Le premier enseignement concerne la forme de la demande de confidentialité en vertu de l’article R.716-5 du Code de la propriété intellectuelle. La Cour de cassation a précisé que la demande devait être faite sous forme de requête, dans les mêmes formes que la demande de saisie-contrefaçon, et aux seules conditions énoncées par le texte.

Le second enseignement concerne le délai dans lequel la demande peut être formée. Le texte impose une saisine « sans délai », ce qui laisserait aux juges du fond une marge d’appréciation. En l’espèce, la Cour d’appel[1] avait constaté que le procès-verbal de saisie-contrefaçon avait été notifié le 2 octobre 2013 à la société R et que c’est uniquement à cette date qu’elle avait découvert les documents qui avaient été saisis. La société R a déposé sa requête deux jours plus tard, soit le 4 octobre 2013, ce que la Cour d’appel, comme la Cour de cassation ont retenu comme pouvant être considéré comme « sans délai » et donc parfaitement recevable.

Le troisième enseignement porte sur la notion d’« intérêt légitime » imposé par l’article R 716-5 à la partie demandant la préservation de la confidentialité d’un document.

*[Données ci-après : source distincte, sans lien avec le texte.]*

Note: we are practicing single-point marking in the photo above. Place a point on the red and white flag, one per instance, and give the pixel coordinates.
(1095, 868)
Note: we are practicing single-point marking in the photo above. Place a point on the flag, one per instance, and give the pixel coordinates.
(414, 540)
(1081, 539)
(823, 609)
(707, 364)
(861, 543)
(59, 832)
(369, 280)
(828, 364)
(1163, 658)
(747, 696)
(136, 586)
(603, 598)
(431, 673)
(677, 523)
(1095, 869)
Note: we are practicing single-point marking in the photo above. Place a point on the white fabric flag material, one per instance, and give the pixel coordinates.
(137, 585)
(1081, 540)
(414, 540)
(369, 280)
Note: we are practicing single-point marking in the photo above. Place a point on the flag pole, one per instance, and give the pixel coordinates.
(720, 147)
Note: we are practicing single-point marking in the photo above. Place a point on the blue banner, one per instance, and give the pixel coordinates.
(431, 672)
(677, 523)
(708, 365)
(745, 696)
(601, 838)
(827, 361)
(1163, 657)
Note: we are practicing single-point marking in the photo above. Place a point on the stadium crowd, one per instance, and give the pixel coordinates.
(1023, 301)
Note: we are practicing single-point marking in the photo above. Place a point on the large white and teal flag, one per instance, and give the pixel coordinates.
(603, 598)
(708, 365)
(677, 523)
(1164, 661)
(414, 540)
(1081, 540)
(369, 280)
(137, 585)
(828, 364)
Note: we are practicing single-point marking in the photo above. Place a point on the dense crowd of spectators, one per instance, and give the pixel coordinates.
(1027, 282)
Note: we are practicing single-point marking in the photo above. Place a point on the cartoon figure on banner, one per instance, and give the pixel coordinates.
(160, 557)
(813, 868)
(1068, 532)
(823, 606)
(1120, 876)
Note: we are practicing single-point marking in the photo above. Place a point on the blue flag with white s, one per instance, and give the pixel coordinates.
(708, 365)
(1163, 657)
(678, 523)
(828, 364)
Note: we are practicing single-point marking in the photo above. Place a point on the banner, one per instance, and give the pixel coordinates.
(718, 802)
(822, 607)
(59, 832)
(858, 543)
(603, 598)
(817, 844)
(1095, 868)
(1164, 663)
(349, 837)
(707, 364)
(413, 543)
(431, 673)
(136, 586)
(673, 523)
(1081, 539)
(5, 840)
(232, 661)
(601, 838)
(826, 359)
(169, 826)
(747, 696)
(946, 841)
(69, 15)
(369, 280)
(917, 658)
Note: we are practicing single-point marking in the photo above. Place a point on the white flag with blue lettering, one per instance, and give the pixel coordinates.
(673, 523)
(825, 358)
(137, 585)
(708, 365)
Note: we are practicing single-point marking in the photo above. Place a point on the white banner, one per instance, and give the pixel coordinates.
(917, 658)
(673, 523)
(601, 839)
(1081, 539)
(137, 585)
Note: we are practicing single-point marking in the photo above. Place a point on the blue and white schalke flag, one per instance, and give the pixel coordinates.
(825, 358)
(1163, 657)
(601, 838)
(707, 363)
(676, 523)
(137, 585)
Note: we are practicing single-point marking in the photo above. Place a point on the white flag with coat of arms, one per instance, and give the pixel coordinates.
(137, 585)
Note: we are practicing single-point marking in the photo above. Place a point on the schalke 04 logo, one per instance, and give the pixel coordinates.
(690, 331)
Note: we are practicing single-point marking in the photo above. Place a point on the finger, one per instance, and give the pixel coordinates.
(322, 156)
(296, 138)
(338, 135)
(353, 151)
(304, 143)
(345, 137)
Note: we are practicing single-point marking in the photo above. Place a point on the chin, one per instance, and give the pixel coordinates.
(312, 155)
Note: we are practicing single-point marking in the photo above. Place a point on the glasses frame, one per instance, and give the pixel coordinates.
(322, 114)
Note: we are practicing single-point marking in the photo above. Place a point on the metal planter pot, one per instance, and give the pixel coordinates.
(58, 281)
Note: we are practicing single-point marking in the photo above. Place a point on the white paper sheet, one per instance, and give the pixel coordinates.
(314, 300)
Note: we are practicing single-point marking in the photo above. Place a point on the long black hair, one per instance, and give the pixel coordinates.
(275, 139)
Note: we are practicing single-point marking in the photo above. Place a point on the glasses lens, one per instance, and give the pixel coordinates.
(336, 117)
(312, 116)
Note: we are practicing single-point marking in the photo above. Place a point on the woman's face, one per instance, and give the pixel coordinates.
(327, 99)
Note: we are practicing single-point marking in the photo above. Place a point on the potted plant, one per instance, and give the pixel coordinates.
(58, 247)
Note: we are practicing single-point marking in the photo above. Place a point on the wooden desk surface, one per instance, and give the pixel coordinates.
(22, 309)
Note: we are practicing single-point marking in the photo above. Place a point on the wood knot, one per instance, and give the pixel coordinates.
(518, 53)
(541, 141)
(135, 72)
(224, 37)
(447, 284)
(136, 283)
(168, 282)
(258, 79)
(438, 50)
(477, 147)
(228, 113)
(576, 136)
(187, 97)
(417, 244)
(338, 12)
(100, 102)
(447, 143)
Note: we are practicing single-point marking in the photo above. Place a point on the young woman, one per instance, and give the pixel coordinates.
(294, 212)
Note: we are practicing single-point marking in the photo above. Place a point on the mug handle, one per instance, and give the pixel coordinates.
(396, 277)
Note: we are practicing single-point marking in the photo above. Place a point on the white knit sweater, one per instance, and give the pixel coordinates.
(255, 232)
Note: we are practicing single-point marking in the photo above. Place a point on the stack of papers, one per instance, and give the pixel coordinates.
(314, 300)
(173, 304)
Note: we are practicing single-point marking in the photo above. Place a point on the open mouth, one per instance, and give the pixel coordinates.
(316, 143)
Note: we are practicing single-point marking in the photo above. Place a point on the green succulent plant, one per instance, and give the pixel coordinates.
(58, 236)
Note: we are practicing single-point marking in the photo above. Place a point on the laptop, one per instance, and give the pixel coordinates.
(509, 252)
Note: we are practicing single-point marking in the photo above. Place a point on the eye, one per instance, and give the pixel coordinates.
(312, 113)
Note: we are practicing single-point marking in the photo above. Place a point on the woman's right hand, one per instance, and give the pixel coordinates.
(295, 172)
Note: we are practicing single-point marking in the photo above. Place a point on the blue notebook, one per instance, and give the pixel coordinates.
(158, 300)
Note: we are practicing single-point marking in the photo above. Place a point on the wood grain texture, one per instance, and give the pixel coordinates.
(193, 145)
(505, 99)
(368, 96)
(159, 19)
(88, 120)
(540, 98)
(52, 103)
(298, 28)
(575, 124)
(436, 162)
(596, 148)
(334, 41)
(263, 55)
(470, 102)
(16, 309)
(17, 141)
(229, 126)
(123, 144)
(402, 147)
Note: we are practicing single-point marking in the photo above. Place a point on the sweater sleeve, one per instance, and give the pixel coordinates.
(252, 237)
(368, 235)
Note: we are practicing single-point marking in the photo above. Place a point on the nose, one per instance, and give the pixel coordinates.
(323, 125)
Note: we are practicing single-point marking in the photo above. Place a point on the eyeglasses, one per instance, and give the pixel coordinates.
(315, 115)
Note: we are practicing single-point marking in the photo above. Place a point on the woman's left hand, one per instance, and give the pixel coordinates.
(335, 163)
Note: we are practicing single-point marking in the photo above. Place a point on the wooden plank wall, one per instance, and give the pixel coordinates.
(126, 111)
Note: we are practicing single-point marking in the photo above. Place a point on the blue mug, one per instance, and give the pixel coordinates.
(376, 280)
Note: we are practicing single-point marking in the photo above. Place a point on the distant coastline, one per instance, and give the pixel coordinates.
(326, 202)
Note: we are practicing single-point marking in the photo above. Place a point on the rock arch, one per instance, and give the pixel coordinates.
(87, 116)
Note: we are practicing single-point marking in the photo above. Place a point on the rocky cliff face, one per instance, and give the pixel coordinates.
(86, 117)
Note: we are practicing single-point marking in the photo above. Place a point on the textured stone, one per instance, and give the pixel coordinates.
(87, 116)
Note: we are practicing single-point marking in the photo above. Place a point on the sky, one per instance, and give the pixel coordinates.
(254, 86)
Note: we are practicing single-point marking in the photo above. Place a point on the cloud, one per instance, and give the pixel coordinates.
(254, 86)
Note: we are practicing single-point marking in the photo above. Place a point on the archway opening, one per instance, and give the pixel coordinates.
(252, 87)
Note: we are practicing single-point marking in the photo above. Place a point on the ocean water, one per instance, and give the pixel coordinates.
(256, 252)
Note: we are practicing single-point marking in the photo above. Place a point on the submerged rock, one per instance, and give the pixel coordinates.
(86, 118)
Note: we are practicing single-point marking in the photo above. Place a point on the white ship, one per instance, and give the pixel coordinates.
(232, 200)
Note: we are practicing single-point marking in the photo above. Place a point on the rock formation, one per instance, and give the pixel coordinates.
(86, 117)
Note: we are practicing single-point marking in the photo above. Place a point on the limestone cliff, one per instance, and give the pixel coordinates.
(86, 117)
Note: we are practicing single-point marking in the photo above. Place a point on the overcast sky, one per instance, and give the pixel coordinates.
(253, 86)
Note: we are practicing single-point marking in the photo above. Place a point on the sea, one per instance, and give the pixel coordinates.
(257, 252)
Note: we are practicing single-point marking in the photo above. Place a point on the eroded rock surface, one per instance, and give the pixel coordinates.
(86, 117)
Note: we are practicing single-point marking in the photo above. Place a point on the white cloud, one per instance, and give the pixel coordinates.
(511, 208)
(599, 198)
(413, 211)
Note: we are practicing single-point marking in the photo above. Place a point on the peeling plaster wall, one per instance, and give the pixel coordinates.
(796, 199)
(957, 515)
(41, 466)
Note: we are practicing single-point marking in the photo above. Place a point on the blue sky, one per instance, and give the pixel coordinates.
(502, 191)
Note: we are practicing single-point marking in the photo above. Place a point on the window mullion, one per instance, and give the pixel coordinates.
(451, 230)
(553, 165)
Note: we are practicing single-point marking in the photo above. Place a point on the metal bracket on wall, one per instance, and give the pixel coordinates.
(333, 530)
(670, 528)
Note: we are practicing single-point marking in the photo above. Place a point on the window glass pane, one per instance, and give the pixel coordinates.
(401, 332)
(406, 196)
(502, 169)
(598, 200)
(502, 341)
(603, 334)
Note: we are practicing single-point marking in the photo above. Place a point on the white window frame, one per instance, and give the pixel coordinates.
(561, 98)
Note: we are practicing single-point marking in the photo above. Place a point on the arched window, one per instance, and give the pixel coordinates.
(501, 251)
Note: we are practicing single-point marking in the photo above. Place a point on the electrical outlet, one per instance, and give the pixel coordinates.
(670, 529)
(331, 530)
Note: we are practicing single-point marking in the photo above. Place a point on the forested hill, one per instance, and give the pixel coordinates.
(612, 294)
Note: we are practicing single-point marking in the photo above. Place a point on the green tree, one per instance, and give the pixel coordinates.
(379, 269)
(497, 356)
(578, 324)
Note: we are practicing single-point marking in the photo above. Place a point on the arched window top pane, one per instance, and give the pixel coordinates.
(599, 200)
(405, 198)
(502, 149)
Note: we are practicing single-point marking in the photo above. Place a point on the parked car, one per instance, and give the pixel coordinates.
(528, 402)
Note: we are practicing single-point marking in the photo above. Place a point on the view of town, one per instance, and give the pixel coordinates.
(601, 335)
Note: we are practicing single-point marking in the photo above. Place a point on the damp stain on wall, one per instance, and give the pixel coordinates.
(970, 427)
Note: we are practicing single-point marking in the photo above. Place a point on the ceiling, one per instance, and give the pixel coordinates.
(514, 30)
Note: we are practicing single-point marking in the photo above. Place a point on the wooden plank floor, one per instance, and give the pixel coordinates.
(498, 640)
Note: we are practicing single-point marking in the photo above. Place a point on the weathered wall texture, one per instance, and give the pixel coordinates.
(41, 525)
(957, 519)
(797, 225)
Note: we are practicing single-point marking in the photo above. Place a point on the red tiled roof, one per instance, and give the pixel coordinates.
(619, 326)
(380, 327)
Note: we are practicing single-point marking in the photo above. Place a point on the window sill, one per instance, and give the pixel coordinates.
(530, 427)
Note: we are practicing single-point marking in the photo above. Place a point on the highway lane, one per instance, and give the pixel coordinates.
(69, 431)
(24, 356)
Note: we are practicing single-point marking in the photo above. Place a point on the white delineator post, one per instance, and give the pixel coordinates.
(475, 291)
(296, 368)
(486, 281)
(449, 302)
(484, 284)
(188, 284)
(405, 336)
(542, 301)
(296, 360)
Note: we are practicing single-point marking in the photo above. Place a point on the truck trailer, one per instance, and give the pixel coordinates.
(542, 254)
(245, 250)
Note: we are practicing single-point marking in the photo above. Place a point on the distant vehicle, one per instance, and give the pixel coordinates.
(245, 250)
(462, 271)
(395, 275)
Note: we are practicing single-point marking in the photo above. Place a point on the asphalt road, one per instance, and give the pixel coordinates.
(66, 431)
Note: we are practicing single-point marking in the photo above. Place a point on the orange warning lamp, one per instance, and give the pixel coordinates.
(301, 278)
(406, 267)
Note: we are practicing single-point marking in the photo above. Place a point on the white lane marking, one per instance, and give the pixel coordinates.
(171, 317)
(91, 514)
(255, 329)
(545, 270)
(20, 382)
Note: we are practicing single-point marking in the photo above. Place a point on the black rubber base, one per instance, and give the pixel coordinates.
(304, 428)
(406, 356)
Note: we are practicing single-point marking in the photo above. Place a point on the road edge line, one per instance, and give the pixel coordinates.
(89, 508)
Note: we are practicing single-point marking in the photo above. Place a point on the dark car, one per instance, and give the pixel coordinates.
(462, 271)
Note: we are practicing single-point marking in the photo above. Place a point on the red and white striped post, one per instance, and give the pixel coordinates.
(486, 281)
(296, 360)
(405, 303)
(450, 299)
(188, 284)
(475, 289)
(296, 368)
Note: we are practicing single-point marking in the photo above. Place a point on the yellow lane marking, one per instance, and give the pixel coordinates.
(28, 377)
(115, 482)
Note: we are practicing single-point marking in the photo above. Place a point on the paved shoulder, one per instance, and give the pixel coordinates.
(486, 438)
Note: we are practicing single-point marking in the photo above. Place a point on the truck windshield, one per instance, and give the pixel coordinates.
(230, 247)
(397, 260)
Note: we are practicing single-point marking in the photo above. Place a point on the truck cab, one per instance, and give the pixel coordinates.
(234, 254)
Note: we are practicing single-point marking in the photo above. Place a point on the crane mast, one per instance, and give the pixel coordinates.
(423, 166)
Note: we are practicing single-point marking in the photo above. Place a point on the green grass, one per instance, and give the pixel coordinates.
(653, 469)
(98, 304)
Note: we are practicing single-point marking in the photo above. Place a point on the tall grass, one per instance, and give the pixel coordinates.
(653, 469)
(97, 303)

Sur ce point, la Cour de cassation renvoi au pouvoir souverain des juges du fond, tout en considérant, au cas particulier, que cette mesure ne privait pas la partie saisissante de la possibilité de rapporter la preuve de la contrefaçon devant les juges du fond, cette mesure étant de nature conservatoire.

S’il n’existe aucun doute sur la forme que doit prendre la demande visant à préserver la confidentialité des documents saisis dans le cadre d’une procédure de saisie-contrefaçon, l’interprétation de la temporalité de cette demande ou de l’intérêt légitime de la partie qui la sollicite reste incertaine et fera certainement l’objet de nouvelles décisions des juges du fond au cas par cas.

Bien que la Cour de cassation considère que la confidentialité des pièces saisies peut être demandée par la partie justifiant d’un intérêt légitime afin d’éviter la remise des pièces au demandeur, les juges du fond auront toutefois la tâche d’apprécier cet intérêt légitime à la confidentialité des documents au regard de la nécessité probatoire et du caractère décisif des saisies conservatoires dans le succès des actions en contrefaçon. S’il est nécessaire de préserver la confidentialité des documents compte tenu des informations qui risqueraient d’être dévoilées, il est également nécessaire de veiller à ne pas priver les victimes de contrefaçon d’éléments de preuve indispensables au succès de leurs prétentions.